The excitement here is of course the race to find this outpost and win over the colonists to Preservation’s point of view. Frankly, it should be a no-brainer that colonists would choose not to be indentured servants, but Martha Wells includes some interesting and totally believable plot devices that show the reader how these folks could be fooled by propaganda and be won over by the corporates. What is even more interesting in this novel, in my opinion, is what is happening to Murderbot and how it might be linked to Murderbot’s past. Throughout the novels, Murderbot finds itself becoming more human in ways that it finds really annoying; it is feeling feelings and finds that this can interfere with its response time and ability to evaluate situations and act quickly. In the first part of the story, when Murderbot is reviewing events of the past, it constantly refers to some “redacted” event; the reader eventually learns what that event was and while the details are not all revealed in this novel, it seems to be a part of Murderbot’s mysterious past and the things it did before its memory was wiped and it freed itself from its governor module.

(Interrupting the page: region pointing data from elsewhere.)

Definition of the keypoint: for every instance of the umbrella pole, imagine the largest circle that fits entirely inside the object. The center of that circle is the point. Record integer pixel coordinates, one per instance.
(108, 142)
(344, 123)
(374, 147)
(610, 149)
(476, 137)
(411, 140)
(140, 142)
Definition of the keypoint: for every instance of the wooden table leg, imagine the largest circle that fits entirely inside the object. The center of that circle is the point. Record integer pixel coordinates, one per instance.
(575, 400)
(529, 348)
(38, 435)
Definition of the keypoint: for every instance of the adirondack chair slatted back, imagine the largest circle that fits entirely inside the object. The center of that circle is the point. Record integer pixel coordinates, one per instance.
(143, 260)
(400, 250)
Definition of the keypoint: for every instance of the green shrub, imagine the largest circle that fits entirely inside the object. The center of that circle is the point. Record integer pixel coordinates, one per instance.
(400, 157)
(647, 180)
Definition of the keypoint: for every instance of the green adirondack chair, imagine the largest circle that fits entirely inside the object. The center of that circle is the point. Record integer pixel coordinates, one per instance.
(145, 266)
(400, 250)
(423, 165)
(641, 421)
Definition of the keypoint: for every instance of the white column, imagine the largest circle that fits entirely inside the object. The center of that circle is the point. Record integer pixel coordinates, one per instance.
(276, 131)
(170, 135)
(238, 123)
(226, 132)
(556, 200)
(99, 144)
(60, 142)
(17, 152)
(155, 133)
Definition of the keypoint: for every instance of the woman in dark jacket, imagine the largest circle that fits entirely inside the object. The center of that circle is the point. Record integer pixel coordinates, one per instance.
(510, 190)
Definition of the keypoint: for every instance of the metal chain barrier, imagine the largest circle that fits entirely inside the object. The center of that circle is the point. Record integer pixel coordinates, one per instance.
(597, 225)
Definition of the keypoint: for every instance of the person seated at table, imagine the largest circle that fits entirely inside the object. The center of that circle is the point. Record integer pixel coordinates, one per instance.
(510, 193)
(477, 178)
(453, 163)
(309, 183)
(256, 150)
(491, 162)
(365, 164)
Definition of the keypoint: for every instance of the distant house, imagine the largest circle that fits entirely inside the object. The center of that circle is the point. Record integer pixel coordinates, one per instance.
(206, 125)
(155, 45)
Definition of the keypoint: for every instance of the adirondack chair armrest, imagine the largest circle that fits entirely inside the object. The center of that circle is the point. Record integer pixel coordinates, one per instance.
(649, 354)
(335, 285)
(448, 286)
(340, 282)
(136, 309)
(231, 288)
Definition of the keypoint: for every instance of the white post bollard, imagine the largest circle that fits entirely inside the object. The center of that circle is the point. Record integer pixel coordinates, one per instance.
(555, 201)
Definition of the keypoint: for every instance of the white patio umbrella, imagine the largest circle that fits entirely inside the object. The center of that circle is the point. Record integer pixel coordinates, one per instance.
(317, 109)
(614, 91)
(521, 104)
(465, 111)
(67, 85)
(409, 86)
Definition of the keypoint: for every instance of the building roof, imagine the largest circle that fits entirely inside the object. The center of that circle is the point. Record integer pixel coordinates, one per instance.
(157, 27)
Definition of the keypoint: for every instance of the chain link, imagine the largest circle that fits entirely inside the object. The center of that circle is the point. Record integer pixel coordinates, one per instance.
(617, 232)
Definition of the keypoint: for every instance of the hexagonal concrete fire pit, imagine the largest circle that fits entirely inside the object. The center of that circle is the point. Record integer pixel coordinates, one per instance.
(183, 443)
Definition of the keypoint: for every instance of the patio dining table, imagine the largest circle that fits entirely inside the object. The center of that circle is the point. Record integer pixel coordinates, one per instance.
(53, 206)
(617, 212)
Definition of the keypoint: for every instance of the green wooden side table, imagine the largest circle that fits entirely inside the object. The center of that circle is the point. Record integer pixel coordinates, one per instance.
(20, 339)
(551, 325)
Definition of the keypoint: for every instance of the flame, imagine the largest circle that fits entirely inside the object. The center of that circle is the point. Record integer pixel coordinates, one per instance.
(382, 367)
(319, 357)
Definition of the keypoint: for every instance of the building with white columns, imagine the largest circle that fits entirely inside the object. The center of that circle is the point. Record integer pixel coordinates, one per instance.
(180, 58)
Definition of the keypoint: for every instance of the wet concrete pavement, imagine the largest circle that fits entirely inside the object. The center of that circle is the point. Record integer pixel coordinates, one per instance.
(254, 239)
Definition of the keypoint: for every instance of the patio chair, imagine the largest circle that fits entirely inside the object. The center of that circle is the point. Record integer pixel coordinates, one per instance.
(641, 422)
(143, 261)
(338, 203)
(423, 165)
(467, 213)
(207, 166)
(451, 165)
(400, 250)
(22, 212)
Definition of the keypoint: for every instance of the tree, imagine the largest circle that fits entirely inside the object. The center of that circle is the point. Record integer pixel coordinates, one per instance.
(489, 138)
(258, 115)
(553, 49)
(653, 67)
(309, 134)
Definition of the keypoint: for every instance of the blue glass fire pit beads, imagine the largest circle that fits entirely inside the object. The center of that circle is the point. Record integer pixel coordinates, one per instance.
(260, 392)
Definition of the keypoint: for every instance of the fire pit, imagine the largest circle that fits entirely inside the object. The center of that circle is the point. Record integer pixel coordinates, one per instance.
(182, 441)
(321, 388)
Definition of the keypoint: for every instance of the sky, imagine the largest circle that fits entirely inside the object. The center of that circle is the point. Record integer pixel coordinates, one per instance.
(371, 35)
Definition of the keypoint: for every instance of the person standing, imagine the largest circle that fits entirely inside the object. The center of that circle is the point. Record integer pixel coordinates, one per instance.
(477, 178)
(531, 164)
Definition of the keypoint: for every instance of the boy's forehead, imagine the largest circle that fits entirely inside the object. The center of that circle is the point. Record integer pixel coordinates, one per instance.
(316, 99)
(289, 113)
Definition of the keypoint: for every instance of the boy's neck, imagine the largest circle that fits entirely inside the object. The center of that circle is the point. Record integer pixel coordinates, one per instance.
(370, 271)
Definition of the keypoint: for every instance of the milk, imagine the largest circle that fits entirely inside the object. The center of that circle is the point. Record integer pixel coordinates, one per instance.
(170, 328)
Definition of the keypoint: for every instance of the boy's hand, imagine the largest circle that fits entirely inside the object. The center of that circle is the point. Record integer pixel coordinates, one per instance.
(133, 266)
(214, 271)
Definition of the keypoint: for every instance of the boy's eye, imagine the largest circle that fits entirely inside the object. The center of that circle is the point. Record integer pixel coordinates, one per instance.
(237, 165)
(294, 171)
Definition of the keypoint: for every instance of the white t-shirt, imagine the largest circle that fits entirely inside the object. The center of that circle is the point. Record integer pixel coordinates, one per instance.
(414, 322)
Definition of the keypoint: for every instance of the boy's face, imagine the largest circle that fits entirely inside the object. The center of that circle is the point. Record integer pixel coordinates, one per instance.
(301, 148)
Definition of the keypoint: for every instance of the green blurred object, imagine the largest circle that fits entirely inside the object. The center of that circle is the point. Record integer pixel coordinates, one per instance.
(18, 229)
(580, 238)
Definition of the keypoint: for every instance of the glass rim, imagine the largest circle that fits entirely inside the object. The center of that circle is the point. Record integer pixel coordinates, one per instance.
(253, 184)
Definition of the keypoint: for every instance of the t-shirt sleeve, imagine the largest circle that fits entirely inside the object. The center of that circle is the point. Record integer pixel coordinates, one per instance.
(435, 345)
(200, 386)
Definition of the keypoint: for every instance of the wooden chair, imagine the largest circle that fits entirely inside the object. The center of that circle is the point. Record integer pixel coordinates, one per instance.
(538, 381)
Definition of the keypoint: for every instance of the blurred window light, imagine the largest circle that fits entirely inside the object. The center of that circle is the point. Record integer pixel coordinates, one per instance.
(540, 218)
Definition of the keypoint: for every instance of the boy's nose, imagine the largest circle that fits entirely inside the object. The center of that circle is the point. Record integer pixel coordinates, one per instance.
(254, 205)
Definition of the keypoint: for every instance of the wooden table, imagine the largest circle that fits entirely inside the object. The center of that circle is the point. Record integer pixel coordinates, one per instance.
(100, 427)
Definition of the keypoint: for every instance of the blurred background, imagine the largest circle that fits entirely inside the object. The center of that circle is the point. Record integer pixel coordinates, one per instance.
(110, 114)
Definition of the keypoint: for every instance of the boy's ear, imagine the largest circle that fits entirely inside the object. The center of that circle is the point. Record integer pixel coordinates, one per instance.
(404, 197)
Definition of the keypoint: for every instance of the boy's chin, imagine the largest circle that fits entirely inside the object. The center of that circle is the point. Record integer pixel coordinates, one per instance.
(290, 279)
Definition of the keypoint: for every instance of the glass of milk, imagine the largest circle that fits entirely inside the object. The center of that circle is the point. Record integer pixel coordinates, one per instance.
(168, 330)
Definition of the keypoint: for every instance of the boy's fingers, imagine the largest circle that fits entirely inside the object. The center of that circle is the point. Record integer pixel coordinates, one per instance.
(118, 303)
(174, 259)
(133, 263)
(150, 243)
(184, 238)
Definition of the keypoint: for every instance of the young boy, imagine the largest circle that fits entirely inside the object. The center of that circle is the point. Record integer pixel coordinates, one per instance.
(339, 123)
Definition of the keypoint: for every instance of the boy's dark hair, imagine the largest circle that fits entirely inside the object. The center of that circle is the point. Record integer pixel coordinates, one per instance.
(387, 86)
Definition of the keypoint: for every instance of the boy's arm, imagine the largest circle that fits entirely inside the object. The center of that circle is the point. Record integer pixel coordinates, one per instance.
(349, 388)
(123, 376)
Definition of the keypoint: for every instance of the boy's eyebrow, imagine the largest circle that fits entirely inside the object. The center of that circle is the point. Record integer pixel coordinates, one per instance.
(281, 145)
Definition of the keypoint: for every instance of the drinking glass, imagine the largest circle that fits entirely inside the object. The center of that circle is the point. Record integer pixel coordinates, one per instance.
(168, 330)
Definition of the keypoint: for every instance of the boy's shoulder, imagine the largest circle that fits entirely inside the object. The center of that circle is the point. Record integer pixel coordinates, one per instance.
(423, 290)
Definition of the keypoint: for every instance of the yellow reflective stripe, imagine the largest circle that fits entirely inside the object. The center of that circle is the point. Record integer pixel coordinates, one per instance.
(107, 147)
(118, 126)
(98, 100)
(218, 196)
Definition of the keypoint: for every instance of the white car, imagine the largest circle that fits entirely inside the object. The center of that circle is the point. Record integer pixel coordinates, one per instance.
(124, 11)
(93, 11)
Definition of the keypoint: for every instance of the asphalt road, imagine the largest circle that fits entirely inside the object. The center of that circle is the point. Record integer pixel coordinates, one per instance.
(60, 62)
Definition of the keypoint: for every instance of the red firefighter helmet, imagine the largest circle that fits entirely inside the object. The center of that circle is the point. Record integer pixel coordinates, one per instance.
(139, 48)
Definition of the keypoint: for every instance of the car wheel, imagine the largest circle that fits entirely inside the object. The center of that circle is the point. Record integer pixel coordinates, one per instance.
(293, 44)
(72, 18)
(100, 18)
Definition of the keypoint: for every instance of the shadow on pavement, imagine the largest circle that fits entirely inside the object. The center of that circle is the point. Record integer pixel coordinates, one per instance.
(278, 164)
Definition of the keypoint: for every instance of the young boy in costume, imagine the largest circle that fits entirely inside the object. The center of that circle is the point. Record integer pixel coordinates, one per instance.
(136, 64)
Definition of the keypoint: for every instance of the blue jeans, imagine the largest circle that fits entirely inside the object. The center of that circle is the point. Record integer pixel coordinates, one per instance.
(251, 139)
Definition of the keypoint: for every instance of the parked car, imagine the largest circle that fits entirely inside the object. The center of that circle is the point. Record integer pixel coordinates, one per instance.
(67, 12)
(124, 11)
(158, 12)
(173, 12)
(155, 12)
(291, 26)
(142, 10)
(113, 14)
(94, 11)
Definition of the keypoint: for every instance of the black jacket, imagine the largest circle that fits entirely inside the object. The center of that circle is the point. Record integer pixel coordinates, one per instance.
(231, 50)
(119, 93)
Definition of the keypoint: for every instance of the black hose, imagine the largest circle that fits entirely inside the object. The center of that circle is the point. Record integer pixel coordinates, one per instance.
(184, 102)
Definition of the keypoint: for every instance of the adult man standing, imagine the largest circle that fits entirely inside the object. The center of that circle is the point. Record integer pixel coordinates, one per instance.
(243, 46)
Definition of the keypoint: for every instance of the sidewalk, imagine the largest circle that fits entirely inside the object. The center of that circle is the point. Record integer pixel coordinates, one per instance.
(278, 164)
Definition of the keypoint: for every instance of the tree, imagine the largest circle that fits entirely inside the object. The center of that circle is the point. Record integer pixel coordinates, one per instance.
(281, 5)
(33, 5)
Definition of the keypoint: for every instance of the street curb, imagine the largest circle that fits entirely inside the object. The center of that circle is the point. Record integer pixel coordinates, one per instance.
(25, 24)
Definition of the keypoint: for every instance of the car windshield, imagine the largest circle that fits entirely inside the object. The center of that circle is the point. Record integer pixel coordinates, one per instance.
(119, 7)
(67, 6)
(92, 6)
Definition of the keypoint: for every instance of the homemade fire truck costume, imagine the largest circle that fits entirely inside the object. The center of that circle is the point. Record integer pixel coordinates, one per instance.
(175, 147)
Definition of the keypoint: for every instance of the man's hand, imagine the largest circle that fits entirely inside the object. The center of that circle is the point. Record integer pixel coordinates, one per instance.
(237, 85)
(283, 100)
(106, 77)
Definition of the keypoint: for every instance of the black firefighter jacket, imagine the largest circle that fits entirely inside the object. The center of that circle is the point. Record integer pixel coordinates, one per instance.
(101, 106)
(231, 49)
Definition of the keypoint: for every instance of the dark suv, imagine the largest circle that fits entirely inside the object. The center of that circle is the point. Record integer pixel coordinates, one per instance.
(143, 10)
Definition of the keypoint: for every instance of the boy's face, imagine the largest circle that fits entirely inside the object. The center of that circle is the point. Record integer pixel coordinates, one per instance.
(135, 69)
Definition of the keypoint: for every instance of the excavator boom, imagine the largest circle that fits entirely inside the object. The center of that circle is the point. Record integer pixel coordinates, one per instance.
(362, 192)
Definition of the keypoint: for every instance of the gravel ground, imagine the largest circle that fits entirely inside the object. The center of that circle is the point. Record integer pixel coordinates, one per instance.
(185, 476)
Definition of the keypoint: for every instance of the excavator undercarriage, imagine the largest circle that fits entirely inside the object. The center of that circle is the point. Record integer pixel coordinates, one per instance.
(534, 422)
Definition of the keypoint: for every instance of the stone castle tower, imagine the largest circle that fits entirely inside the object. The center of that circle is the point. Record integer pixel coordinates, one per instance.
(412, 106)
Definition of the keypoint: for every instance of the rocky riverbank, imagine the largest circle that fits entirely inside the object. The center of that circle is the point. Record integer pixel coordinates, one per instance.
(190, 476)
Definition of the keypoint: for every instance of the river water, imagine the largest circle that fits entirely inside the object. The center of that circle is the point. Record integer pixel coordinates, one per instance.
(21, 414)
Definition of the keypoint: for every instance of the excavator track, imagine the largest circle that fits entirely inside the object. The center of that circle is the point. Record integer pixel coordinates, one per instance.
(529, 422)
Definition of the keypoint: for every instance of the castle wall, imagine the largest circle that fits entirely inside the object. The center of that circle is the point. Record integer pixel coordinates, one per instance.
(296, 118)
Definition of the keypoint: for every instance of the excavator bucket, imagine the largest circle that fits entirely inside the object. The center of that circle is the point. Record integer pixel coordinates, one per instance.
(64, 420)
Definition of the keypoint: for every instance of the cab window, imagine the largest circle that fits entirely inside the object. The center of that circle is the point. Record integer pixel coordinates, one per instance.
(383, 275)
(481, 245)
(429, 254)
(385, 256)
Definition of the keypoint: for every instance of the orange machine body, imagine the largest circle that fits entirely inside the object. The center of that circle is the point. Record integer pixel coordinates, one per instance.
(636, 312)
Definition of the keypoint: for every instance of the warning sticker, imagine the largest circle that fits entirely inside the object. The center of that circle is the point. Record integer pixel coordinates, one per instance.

I can’t wait to get the full story of what Murderbot did before freeing itself.
When I finished System Collapse, I was really impressed with the way Wells deals with the issue of free will, which is vital for both the colonists and for Murderbot and other AI and human hybrids. All of those groups are limited in their freedoms and could potentially become free actors. Corporate types want colonists indentured because it serves their bottom line; they don’t really care what happens to these people so long as work gets done and profits are made. AI and hybrids are generally feared by humans, especially SecUnits like Murderbot. The movement to recognize the rights of hybrids terrifies some people who foresee a world overrun with dangerous, unpredictable and powerful individuals who might not use power wisely. But couldn’t the same accusation be lobbed against humans, especially corporate types who rule over colonies? In this installment and in book #5, Murderbot finds itself in a position to offer the path to freedom (the same one it has taken) to other SecUnits, but what if they don’t use power as wisely as it has? What if they act like … people???
I love these books so much! I love the Murderbot character and ART, the artificial intelligence that oversees the Preservation ship and has been instrumental to Murderbot for several books now. Their relationship is as exciting to me as Miss Elizabeth Bennet and Mr. Darcy. I have seen that Apple TV is developing a Murderbot series with Alexander Skarsgard, and while I am excited I am also a little nervous. I will be angry if they screw this up. I imagined someone like Vico Ortiz – Joe from Our Flag Means Death – as Murderbot, so I’m already a little dubious. But no matter what happens with a TV series, there will always be the books, and I can’t wait for the next installment in this series.